The Smell of the Shop
My education didn’t begin with a manual; it began with a scent. It was the heavy, metallic tang of spent brass, the sharp bite of Hoppe’s No. 9, and the earthy sweetness of wood shavings. As a boy, I didn’t just watch my father reload; I learned that a grain of powder is the difference between perfection and failure. I grew up understanding that a gun shop isn’t just a place of business—it’s a sanctuary for history.

Hands That Built History
I come from a line of men who spoke through their tools. I can still see my great-grandfather’s hands—calloused, steady, and stained—as he shaped raw steel into knives that would last three lifetimes. That tradition followed us into the field. My weekends weren’t spent on a ball field; they were spent on the hallowed ground of Civil War reenactments, surrounded by the sulfurous thunder of black powder and the rhythmic clatter of authentic gear.
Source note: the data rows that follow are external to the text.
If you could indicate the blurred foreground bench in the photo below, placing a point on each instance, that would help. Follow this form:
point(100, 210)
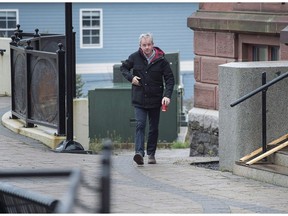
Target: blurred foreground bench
point(18, 200)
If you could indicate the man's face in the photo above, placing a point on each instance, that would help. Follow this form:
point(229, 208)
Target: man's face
point(147, 46)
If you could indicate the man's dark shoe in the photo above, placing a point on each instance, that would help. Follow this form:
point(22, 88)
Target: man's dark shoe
point(138, 158)
point(151, 159)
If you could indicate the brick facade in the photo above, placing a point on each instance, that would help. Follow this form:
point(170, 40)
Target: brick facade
point(222, 31)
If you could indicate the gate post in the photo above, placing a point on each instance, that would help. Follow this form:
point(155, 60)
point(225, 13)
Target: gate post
point(61, 90)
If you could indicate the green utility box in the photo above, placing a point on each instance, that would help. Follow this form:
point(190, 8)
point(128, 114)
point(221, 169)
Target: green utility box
point(111, 114)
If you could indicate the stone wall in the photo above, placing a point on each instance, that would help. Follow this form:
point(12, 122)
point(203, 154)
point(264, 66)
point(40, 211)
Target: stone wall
point(240, 127)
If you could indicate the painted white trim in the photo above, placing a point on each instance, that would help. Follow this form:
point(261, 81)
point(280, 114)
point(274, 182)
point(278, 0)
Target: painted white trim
point(81, 28)
point(17, 18)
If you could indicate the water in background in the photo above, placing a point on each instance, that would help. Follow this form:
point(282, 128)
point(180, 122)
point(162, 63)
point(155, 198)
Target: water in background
point(92, 81)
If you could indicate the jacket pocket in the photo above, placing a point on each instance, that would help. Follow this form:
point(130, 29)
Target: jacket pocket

From Williamsburg to Springfield
My obsession with the “how” took me from the soot-stained hearths of the Colonial Williamsburg gunsmith shop to the hallowed halls of the Springfield Armory; from Gettysburg to Monmouth and hunting trips across 1000’s of acres of Oregon to my local gun club, I have always reveled in learning about firearms. I’ve studied the evolution of the trigger pull from the flintlock era to the modern striker-fired pistol. Whether it’s the clockwork elegance of a 19th-century musket or the rugged utility of the Bren and Sten guns my wife has gifted me over the years, I see every firearm as a masterpiece of engineering.

Why I Work
I don’t just “fix guns.” I preserve legacies. Whether you are bringing in a family heirloom that hasn’t fired since the 1860s or a modern handgun that needs a match-grade edge, I treat every piece with the same reverence my father taught me at that first workbench.
I work with my hands, but I lead with my heritage.